Talk about couple’s therapy.
“Over Your Dead Body” is another one of those violent IFC Films that have more courage than a lot of commercial films that overdose on the comedy and violence. It’s is a remake of the Norwegian film “The Trip” directed by Tommy Wirkola, whose “Thrash” is already unfortunately a Netflix hit. And I think it makes more sense that this film is shown in theaters, while that one is online. It also features a variety of colorful characters in dangerous territory, but they’re much better acted here than Djimon Hounsou or Phoebe Dynevor in that routine shark movie. In fact, “Over Your Dead Body” might as well be a shark movie, if that’s how these people are going to behave and bite one another.
Jason Segel and Samara Weaving play an unhappily married couple named Dan and Lisa, who must pretend to be one happy couple for a weekend in the woods. Unknown to each other, they plan to kill each other. Just as he’s about to take out his wife, she gains the upper hand, and calls his bluff and stupidity. I’m surprised his friends weren’t the guys from “Horrible Bosses” at this point. And just as she’s about to kill him, he gains the upper hand.
Here are some motives for why they currently hate each other. He is a former filmmaker-turned commercial director, while she is a struggling actress. She calls his work “Pop Up Ads,” while he says her work isn’t “Broadway.” He tells her she’s always criticizing him, while she tells him he’s a decade older than her but is irresponsible and childish. Or it could be the insurance money to set one of them free from their pathos. There can be a lot of motives.
The plot changes course. Dan has his friend Henry (Jake Curran) coming in to help with the would-be slaying, but it doesn’t work out for him. And then comes two escaped convicted killers-Keith (Timothy Olyphant) and Todd (former UFC and Strikeforce fighter Keith Jardine) who aided by a dirty prison guard named Allegra (Juliette Lewis). She and Keith are in love, Todd is the big guy, and all of them hold Dan and Lisa hostage with nicknames Ron and Hermione. I think you know what these criminals’ motives are: money.
Wirkola is credited as an executive producer of “Over Your Dead Body,” while Jorma Taccone of The Lonely Island is the new director. Weaving is no stranger to dodging killers (I think the “Ready or Not” movies have established that), while Olyphant and Lewis have respectively played killers before (the best for him in “Scream 2,” and the best for her in “Natural Born Killers”), so they all fit well with the genre. And Segel specializes in different kinds of comedies (from “Knocked Up” and “Forgetting Sarah Marshall” to the hit AppleTV series “Shrinking”), so he’s required to add some slapstick and awkwardness to help elevate the humor level. And they, along with Jardine and Paul Guilfoyle (as Dan’s war vet retiree father), have the kind of dialogue that keeps on biting. It’s all within the attitude of the movie, and maybe it works as a therapy for the couple.

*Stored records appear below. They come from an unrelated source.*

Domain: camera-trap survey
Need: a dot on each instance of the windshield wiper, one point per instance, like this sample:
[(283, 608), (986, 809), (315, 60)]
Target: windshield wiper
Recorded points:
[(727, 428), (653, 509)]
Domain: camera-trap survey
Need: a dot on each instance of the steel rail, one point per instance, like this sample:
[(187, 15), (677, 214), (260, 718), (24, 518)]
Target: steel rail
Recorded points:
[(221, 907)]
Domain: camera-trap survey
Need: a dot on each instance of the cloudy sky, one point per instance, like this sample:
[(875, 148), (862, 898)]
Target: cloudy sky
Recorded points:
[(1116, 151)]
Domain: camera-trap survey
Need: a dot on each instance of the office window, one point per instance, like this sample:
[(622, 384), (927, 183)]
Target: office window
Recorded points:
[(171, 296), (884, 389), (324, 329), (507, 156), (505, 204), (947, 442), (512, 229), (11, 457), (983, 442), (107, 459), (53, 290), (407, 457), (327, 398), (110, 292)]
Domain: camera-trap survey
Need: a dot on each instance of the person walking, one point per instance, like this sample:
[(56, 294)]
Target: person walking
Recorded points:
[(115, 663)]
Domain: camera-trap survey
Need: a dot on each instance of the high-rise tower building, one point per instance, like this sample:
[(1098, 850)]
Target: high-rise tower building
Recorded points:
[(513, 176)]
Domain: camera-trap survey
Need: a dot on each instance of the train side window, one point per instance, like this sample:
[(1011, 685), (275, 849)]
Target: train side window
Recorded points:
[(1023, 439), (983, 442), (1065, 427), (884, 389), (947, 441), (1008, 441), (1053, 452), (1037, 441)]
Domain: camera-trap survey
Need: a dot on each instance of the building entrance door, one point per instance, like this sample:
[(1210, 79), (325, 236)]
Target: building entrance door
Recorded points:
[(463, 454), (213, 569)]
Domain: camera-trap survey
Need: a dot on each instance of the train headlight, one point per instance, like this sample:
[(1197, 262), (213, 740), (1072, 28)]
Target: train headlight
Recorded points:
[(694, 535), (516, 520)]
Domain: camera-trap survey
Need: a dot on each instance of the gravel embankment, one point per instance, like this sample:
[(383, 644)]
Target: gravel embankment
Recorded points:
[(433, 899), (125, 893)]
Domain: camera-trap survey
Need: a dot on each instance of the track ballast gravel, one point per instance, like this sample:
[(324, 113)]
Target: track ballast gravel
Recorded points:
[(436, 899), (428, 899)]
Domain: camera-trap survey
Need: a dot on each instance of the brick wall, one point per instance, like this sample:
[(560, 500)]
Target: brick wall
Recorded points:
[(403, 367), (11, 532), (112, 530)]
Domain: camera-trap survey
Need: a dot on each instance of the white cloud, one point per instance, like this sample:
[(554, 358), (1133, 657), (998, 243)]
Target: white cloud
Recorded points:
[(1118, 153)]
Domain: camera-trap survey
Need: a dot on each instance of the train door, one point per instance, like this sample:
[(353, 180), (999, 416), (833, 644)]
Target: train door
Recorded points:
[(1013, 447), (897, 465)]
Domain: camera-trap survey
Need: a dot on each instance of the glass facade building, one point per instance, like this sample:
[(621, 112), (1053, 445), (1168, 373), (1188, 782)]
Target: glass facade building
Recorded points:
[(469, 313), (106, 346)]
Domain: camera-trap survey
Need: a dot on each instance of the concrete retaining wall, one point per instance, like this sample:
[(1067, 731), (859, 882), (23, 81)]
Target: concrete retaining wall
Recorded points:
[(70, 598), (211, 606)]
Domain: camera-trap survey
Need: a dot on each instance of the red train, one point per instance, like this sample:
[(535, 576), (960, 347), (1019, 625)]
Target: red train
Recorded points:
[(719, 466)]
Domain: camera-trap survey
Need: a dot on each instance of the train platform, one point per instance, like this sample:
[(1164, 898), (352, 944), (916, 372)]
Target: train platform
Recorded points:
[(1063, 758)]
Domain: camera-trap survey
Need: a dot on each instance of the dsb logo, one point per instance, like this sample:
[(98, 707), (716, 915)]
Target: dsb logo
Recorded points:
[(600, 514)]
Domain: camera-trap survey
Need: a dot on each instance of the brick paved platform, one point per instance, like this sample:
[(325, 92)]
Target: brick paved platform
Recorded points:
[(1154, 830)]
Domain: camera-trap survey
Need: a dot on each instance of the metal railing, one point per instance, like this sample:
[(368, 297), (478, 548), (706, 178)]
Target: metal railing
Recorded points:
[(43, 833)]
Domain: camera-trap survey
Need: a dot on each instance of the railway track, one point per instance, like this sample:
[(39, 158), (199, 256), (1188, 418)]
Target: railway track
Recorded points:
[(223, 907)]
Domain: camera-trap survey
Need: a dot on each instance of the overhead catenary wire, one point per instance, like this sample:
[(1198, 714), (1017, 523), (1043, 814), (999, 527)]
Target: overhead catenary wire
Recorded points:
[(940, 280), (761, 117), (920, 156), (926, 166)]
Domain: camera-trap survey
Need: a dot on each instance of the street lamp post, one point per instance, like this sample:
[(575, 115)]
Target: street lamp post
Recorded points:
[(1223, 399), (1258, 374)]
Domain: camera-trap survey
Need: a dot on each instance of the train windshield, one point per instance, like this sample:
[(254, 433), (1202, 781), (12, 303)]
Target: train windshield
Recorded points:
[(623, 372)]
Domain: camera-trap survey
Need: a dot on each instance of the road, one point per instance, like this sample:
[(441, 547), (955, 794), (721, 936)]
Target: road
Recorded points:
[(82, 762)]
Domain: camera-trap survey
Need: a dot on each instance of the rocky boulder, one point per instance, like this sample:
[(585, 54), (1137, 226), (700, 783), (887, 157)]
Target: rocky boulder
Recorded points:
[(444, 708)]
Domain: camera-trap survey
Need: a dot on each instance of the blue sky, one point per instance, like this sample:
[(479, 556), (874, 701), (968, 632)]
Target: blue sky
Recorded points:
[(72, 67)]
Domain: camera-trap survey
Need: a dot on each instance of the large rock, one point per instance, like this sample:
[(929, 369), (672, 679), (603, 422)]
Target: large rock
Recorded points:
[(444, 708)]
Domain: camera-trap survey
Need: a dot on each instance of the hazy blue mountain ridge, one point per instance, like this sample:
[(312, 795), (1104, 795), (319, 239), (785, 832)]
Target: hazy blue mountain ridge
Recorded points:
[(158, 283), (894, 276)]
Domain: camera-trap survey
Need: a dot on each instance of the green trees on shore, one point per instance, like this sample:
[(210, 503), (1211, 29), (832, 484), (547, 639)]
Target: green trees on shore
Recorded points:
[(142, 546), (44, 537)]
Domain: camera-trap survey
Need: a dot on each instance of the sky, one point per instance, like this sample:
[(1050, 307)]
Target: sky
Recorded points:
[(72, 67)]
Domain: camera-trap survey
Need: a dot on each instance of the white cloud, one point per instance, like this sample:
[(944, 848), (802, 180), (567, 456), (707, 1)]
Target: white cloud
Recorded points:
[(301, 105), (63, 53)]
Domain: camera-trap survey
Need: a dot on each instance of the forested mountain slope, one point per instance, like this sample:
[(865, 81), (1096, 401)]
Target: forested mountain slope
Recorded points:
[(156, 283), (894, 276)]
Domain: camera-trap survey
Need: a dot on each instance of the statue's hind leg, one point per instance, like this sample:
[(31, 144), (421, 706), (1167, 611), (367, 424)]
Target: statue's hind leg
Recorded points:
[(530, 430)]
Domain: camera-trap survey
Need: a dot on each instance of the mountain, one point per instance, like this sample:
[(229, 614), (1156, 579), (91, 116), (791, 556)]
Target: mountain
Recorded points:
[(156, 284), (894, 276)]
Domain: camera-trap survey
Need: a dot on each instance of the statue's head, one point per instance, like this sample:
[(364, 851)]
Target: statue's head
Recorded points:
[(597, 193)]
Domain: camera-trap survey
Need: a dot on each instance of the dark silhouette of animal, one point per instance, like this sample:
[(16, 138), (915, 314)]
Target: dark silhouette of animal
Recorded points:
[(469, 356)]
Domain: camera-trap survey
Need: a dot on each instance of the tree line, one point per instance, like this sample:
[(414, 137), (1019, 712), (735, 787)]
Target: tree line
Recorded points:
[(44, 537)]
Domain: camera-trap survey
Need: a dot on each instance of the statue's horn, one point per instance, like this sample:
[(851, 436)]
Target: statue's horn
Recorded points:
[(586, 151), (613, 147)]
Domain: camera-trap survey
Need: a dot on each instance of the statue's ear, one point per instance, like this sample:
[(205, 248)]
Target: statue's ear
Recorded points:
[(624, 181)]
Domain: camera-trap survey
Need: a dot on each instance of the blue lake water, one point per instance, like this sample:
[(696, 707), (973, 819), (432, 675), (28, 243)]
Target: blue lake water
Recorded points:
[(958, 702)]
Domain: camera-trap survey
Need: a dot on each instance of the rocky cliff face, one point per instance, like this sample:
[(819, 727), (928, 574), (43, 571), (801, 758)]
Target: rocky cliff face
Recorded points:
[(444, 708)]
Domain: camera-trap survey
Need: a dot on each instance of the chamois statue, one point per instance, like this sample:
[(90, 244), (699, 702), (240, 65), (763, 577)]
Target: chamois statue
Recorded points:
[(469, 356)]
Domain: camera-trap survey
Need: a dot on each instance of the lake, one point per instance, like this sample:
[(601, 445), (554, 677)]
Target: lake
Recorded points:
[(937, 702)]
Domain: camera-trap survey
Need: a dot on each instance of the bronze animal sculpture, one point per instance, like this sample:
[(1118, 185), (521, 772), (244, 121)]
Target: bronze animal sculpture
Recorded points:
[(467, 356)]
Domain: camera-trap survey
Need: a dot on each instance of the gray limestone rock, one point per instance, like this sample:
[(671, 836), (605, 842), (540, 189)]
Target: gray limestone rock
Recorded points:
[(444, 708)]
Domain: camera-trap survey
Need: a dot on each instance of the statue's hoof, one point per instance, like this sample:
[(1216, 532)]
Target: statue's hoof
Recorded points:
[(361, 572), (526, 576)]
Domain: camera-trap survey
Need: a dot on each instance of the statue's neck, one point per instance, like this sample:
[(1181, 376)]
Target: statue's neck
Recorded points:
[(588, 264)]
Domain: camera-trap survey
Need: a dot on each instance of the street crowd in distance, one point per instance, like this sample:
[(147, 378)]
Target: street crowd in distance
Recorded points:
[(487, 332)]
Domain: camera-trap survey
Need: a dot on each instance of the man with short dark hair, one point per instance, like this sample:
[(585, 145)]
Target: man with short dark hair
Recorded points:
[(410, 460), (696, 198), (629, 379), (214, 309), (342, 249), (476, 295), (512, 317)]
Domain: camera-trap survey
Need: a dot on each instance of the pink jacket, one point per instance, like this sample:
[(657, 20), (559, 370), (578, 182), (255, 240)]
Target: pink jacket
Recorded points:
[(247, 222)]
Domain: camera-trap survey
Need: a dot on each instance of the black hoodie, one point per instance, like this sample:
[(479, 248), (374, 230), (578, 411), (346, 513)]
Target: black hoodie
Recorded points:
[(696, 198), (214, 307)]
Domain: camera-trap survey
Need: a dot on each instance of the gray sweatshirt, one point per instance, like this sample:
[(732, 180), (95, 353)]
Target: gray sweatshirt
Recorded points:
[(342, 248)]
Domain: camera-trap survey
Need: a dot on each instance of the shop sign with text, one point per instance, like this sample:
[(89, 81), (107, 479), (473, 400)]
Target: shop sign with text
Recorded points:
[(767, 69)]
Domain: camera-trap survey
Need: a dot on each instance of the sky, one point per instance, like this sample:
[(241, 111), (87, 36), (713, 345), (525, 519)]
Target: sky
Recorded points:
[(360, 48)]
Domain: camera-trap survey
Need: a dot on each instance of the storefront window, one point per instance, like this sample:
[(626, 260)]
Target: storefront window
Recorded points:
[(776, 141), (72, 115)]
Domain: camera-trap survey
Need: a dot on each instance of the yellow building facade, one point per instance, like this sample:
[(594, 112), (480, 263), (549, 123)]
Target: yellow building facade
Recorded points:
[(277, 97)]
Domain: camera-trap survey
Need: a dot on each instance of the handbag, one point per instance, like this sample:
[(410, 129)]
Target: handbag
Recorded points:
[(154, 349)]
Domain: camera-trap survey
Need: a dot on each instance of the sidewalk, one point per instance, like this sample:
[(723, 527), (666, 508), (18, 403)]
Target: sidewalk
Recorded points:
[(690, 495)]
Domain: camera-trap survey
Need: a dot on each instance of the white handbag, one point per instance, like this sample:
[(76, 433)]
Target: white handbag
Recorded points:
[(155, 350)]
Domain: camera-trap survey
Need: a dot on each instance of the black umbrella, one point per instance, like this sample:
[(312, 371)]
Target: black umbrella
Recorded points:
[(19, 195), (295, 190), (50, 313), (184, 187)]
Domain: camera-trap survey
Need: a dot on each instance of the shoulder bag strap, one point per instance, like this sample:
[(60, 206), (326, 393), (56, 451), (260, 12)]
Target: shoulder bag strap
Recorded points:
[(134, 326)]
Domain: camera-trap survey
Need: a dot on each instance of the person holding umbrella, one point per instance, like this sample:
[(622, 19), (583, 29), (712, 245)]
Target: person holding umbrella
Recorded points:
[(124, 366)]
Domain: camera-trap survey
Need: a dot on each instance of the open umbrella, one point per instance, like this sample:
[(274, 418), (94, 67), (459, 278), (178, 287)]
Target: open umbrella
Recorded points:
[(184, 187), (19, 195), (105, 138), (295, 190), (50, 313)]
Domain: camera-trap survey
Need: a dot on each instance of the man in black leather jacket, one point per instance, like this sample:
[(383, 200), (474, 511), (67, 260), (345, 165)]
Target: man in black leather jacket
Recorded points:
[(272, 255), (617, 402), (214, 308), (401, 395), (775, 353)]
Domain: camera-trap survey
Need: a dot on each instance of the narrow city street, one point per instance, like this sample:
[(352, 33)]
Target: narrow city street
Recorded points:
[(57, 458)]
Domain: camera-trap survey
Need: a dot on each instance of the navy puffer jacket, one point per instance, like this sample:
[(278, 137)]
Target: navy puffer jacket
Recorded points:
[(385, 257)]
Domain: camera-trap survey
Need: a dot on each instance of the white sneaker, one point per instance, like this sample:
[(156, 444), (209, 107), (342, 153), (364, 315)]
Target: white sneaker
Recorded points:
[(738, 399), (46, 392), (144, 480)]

A would-be rape scene is uncomfortable to watch, especially by today’s standards, but it doesn’t go into fruition nor does it last as long as in “Irreversible.” The story goes all over the place, where we get the characters, and the “6 Hours Earlier” or “3 Days Earlier” cards, and I guess every perspective matters. And there’s a lot of gore that usually divides moviegoers based on their taste in the genre. It’s the kind where you go: “Ewww” or “Owww,” and therefore, you know you’re in for a fun time. Or this could be reading the “How to Make a Violent Movie” book.